Let’s Play… “How Well Do You Know Your Target Market”

Posted on by Dana VanDen Heuvel

targetmarket thumb Let’s play… “How well do you know your target market” The last thing I should be doing in the middle of the week before a holiday is watching videos online. That said, I had to see the world premier of the new Land Rover LRX…er…Evoque.  Whatever the hell they want to call it, I had to see it. There was a big ceremony, live video feed and then the interview with Land Rover managing director, Phil Popham. When the guest host asked him about who the Evoque is made for, he blathered something like ..blah blah totally new audience blah blah…

Flash back just 6 weeks and I can envision the product manager for the now soon-to-be-in-the-crapper Kin phone (after just 48 days!).  Yep, you heard it.  Microsoft and Verizon are closing this little project down and moving all of the engineers over to the Windows 7 phone project.  Which, all things considered, is probably a good idea.  However, this is, as Andrew Hampp and Rupal Parekh of AdAge put it, likely one of the quickest birth-to-death products, with so much publicity surrounding it no less, in modern mobile phone times.

In what may be one of the fastest launch-to-failure paths ever taken by a major marketer, Microsoft’s Kin, the company’s first phone product, is being discontinued just six weeks after its May 13 launch. As first reported by Gizmodo, the phone’s marketing and product development teams are being shifted to work on the launch of the Windows Phone 7.

I can’t help but draw some similarities in the vagaries of the language on both the part of Land Rover and Microsoft regarding their respective new products.  Granted, I realize that they’re both really freaking smart companies.  In fact, MS hit up over 50,000 teens and tweens for their opinion, according to sources cited in the aforementioned article.  Yet, they still did stupid stuff like affording the Kin no ability to download apps, share media via Twitter, schedule events on a calendar or use GPS. Brilliant.  I’m sure that Land Rover did research, focus groups and went through hours of design to come up with the Evoque, but I’m nonetheless disturbed by the vague response alluding to an alleged target market that this new aged (in my opinion, furthest thing from a f-ing Land Rover/Range Rover ever conceived) vehicle that is supposedly going to appeal to so many different people than the typical LR crowd.

“Customers can be confident that the new car will be premium, luxurious and just as special as the other Range Rover models. Its sporting looks and unique qualities will open the brand to a new group of customers who may not have considered a Range Rover product before.”

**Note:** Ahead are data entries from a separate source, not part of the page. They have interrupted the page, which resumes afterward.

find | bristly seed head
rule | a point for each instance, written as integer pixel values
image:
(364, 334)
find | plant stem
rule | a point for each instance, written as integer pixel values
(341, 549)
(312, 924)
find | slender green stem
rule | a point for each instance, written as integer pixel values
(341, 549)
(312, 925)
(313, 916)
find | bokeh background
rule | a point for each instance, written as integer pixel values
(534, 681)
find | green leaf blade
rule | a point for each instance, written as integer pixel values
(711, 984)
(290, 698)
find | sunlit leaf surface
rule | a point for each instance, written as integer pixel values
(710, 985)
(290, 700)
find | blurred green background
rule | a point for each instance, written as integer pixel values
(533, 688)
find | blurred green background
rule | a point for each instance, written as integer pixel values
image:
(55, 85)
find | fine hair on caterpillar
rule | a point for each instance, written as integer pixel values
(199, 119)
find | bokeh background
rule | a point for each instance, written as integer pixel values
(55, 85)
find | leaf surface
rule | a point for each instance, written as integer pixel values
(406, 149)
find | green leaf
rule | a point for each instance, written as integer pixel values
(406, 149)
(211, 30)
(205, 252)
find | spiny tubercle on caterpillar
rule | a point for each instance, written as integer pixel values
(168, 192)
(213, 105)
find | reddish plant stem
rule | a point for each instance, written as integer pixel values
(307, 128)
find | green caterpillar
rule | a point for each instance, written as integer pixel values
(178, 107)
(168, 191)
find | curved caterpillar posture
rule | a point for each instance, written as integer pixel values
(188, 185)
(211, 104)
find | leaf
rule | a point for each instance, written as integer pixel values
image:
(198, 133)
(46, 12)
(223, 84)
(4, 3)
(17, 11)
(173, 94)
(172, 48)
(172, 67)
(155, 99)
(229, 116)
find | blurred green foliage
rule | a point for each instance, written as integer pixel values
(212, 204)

The moral of the story here is this: How well, no, really, how well do you know the (your) target market? How well do you understand who you serve? Have you gone beyond the demographics and explored the psychographics and ethnography of your audience to really understand if what you’re spending your hard-won R&D and marketing dollars on is really going to hit the bull’s-eye that you’ve painted on the backs of your unsuspecting consumers? 

Before you launch your next great masterpiece…ponder that.